With one out in the bottom of the third, Mark Teixeira fouled a one-strike pitch toward a camera well just beyond the Toronto dugout. Lawrie put himself in position at the fence, then dove into the well to try to make a backhanded catch. In the process, his right leg whipped over his head and his lower calf came down hard on top of another chain-link fence several feet behind the boundary fence.

“I just wanted to get to the rail," Lawrie said of the play. "I thought the ball was coming back and it did and as soon as I got to the point of no return, I just went right over and unfortunately caught my foot on top of that rail and banged myself up a little bit.

“I hit (the rail) so flush, it was a long fall, it felt like I was in the air for five seconds.”

Lawrie had no idea the camera well was as deep as it was.

“From where the cameras sit behind that, it looks like it cuts off right there, but it actually goes down another three and a half feet ... It sure felt like it.”

Lawrie is confident after an off-day he’ll be ready to play in Boston on Friday.

“It’s sore right now, just a little stiff, it just felt like someone took a bat and crushed me in the back of the leg. It’s like a stiff charleyhorse right now, it will be alright.”

Bautista and Lawrie aside, Ricky Romero’s fragile recovery became another bit of collateral damage Wednesday. After struggling much of the last two months, the Blue Jay lefthander had pitched decent back-to-back outings but he was taken to the woodshed by the Bronx Bombers in this one.

Five of the first six men he faced came away with base hits, including a two-run home run by Teixeira. By the time the first inning was over, New York had scored four times, which was three more than they eventually needed because Yankee starter Hiroki Kuroda was dealing zeros all afternoon.

By the time he left the game after the sixth inning, Romero had given up six runs on 12 hits with two walks. He now owns an 8-6 record with a 5.22 ERA and is averaging more than 4.5 walks per nine innings.

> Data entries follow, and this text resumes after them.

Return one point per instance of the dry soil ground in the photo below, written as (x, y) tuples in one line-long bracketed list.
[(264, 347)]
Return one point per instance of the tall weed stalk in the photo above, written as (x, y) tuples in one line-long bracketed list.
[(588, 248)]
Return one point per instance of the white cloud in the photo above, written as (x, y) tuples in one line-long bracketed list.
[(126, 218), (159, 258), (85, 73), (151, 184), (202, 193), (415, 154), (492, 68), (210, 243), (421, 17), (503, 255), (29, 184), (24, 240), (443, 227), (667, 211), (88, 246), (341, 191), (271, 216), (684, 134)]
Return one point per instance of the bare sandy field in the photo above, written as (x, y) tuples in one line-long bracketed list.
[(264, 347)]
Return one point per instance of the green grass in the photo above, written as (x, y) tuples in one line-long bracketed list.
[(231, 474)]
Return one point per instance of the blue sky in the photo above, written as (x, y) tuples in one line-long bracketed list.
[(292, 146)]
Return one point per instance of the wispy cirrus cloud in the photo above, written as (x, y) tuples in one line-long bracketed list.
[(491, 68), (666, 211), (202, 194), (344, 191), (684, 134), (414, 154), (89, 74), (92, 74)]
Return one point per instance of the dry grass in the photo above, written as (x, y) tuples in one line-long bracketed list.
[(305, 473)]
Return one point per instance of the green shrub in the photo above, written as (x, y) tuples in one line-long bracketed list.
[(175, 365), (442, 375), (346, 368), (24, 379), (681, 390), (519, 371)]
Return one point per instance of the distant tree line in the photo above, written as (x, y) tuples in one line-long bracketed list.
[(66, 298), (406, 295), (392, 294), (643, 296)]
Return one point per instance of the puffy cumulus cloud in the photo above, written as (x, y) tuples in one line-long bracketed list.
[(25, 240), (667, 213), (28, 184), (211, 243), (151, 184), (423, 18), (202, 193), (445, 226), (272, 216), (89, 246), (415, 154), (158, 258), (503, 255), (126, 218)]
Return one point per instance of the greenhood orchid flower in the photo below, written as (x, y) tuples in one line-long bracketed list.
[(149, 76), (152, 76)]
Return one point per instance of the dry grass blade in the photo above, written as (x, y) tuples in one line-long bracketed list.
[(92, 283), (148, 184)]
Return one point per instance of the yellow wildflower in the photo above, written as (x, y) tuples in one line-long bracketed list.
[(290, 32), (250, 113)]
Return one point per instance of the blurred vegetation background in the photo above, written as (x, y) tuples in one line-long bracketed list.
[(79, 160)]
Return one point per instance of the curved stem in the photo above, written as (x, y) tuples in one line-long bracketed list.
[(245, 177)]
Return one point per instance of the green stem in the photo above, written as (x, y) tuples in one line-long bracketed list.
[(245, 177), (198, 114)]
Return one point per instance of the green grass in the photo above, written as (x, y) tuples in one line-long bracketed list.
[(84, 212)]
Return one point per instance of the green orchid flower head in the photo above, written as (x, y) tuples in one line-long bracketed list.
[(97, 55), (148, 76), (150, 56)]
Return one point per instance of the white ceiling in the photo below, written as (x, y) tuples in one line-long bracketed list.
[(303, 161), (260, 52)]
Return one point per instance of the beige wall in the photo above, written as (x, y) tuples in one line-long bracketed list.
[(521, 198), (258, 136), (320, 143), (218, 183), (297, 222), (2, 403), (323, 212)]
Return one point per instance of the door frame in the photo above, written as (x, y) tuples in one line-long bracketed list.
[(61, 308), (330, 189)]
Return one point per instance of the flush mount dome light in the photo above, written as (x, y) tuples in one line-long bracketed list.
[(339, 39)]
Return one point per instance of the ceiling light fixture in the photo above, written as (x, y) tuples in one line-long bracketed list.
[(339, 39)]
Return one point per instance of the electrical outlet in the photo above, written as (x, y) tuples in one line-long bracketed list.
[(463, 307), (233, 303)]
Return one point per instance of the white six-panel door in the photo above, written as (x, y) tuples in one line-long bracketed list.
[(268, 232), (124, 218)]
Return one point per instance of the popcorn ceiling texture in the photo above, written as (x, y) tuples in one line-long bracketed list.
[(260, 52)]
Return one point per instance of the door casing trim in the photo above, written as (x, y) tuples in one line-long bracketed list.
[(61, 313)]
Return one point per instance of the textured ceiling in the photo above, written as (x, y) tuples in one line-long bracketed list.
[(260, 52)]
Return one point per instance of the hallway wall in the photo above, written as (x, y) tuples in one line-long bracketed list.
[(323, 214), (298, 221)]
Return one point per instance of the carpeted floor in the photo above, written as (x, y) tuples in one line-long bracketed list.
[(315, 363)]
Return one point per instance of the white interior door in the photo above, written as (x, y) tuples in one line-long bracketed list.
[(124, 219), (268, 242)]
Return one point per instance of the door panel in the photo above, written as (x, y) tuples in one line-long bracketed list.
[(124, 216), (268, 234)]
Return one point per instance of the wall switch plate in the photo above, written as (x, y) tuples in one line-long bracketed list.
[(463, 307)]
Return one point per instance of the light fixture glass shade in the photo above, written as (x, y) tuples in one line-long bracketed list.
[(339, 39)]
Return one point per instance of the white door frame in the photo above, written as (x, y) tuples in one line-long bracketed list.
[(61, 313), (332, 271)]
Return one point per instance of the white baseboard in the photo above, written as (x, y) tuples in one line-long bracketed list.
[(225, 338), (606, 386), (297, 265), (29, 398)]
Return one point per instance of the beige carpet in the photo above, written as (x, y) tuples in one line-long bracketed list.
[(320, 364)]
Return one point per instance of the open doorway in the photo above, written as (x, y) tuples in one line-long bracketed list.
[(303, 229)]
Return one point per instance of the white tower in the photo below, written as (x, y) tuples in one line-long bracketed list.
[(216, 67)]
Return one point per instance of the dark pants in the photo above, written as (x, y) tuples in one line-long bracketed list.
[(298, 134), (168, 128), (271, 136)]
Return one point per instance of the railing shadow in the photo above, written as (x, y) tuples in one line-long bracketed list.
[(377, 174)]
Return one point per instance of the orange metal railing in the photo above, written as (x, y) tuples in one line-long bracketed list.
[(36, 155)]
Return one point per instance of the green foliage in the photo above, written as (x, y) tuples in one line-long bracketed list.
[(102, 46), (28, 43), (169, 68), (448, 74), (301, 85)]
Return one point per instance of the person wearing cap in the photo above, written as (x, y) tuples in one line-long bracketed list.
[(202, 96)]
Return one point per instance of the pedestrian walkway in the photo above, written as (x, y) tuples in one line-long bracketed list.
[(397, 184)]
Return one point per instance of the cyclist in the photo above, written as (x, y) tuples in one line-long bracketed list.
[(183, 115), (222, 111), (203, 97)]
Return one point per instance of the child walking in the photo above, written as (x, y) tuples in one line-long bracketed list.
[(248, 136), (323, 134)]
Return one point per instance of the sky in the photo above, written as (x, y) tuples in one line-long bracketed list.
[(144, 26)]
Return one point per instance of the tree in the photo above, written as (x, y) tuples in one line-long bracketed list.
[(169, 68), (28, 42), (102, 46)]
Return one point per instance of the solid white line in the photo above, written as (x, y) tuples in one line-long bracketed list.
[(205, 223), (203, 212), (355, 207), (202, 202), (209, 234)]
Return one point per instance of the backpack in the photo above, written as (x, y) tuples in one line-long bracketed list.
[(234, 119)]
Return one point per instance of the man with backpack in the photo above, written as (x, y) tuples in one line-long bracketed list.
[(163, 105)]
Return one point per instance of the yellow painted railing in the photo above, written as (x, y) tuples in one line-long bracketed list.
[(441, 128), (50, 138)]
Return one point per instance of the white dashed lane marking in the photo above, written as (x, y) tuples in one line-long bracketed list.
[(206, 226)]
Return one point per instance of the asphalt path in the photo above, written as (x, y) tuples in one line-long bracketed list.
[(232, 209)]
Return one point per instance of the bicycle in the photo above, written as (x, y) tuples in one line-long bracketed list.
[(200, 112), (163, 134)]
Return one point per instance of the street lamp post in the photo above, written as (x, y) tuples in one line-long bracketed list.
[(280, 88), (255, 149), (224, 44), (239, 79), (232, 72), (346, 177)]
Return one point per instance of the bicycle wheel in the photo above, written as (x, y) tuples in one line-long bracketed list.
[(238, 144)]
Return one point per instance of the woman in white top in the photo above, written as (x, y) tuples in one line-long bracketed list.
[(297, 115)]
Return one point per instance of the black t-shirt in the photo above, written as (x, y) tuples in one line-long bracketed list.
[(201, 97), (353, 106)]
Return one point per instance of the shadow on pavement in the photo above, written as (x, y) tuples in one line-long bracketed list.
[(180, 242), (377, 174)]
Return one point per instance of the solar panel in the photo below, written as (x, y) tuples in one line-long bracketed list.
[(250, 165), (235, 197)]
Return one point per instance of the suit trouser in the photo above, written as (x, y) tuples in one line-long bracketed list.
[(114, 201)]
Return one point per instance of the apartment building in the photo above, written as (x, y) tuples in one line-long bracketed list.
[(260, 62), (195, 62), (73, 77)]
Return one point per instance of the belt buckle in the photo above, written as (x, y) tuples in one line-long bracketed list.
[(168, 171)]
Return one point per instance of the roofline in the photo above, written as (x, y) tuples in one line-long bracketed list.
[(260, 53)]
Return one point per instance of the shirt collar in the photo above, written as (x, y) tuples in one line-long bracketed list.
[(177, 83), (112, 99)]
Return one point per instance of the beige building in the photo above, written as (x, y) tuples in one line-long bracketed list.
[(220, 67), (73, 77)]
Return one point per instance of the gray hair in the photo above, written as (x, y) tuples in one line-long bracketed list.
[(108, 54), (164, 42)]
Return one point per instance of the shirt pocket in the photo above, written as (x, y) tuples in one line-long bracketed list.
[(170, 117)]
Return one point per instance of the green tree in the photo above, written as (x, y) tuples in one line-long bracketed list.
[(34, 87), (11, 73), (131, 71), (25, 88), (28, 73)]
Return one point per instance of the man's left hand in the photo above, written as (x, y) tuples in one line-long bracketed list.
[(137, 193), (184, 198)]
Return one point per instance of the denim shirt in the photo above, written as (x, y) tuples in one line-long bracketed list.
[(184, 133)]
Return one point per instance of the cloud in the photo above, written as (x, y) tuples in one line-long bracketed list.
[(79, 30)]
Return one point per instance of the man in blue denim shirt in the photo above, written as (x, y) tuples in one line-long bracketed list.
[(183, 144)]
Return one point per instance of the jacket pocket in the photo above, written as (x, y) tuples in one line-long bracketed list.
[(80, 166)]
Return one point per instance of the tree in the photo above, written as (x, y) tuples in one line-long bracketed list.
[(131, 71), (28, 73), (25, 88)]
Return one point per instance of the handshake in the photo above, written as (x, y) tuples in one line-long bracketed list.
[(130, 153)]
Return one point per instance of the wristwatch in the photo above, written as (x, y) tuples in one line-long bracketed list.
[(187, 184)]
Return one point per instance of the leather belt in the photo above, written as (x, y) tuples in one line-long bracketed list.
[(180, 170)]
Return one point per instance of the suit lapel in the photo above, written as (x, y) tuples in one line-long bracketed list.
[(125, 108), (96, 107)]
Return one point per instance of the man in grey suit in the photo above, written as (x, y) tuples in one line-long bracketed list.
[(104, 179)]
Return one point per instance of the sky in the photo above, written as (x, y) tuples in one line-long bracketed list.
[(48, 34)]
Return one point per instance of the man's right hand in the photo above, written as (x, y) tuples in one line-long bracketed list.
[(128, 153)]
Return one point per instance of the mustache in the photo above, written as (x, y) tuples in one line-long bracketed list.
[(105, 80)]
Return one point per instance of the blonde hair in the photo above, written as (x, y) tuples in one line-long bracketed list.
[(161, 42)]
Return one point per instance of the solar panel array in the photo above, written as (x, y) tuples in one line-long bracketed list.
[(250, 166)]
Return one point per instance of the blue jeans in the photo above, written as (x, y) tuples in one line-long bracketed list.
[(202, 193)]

“I left some pitches up in the first inning and that hurt me,” said Romero. “With two strikes on Teixeira I hung a changeup -- a bad pitch -- and he hit it out.

“We have to move on. It’s disappointing to get swept here against a very good team. We weren’t able to do much. When you put your team in a big hole like that, it’s tough, especially against a guy like Kuroda who’s been going good.”

Romero has not run from his mistakes. In fact, it’s possible he has been too hard on himself, allowing his mistakes to add to the pressure he feels as a rotation leader.

Before the game, Farrell addressed Romero's tendency to dramatize his struggles more than necessary.

“Ricky has finally come to the point where’s not overplaying the situation, talking more about it than he needs to,” he said. “There are times when things don’t go his way, but he can’t blow it out of proportion and put additional pressure on himself to lead by example. In some ways, in the past, that kind of compounded the situation.”